There are only maybe a dozen or so of these magnetars in our entire galaxy, apparently because they are so young and part of the star birth process, and the Milky Way isn’t as flush with star births as other galaxies, said Cornell University’s Shami Chatterjee, who wasn’t part of either discovery team.
This particular burst contained in less than a second about the same energy that our sun produces in a full month, and still that’s far weaker than the radio bursts detected coming from outside our galaxy, said Caltech radio astronomer Christopher Bochenek, who helped spot the burst using his handmade antennas.
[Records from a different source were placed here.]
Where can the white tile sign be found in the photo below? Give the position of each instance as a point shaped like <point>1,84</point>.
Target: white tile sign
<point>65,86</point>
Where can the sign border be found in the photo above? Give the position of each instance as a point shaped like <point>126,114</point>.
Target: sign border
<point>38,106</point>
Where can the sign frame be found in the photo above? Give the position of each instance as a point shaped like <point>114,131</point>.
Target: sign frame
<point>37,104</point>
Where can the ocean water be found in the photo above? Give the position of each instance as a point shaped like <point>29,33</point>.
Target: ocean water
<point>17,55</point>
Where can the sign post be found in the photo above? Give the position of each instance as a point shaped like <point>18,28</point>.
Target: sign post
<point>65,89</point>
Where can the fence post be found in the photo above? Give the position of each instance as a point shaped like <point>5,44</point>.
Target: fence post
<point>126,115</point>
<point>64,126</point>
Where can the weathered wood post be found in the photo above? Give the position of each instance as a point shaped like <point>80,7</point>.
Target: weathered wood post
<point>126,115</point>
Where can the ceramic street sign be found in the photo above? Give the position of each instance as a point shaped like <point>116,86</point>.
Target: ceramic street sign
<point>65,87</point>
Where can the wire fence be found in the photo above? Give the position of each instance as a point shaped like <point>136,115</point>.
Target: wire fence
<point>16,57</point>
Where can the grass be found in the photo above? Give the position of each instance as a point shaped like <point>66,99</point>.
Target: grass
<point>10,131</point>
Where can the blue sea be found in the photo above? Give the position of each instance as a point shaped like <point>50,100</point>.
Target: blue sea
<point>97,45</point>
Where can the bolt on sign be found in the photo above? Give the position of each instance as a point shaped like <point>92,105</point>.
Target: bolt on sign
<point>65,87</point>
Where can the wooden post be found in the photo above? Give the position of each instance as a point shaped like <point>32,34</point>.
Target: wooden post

Radio astronomer Christopher Bochenek with a STARE2 station he developed near the town of Delta, Utah. Astronomers say they used this system and a Canadian observatory to trace a fast cosmic radio burst to our own galaxy and a type of powerful energetic young star called a magnetar.
Caltech
These radio bursts aren’t dangerous to us.
The ones that come from outside our galaxy and travel millions or billions of light-years are “tens of thousands to millions of times more powerful than anything we have detected in our galaxy,” said co-author Daniele Michilli, an astrophysicist at McGill who was part of the Canadian team.
Scientists think these are so frequent they might happen more than 1,000 times a day outside our galaxy. But finding them isn’t easy.
“You had to be looking at the right place at the right millisecond,” Chatterjee said. “Unless you were very, very lucky, you’re not going to see one of these.”
Even though this is a frequent occurrence outside the Milky Way, astronomers have no idea how often these bursts happen inside our galaxy.
“We still don’t know how lucky we got,” Bochenek said. “This could be a once-in-five-year thing, or there could be a few events to happen each year.”
Bochenek’s antennas cost about $15,000. Each is “the size of a large bucket. It’s a piece of six-inch metal pipe with two literal cake pans around it,” the doctoral student said.
They are crude instruments designed to look at a giant chunk of the sky — about a quarter of it — and see only the brightest of radio flashes.
Bochenek figured he had maybe a one-in-10 chance of spotting a fast radio burst in a few years. After one year, he hit pay dirt.
The Canadian observatory in British Columbia is more focused and refined but aimed at a much smaller chunk of the sky. It was able to pinpoint the source to the magnetar in the constellation Vulpecula.
Because the bursts are affected by all of the material they pass through in space, astronomers might be able to use them to better understand and map the invisible-to-us material between galaxies and “weigh” the universe, said Jason Hessels, chief astronomer for the Netherlands Institute for Radio Astronomy.
Astronomers have many theories for what causes these fast radio bursts — including (really) aliens — and they say that magnetars might not be the only answer
Tracking even one of these outbursts is a welcome surprise and an important finding, Chatterjee said.
“No one really believed that we’d get so lucky,” he said. “To find one in our own galaxy, it just puts the cherry on top.”

This photo provided by the Canadian Hydrogen Intensity Mapping Experiment collaboration shows the CHIME radio telescope at the Dominion Radio Astrophysical Observatory in Kaleden, British Columbia. Astronomers say they used the instrument to trace an April fast cosmic radio burst to our own galaxy and a type of powerful energetic young star called a magnetar. The burst was also detected by a California doctoral student’s set of handmade antennas.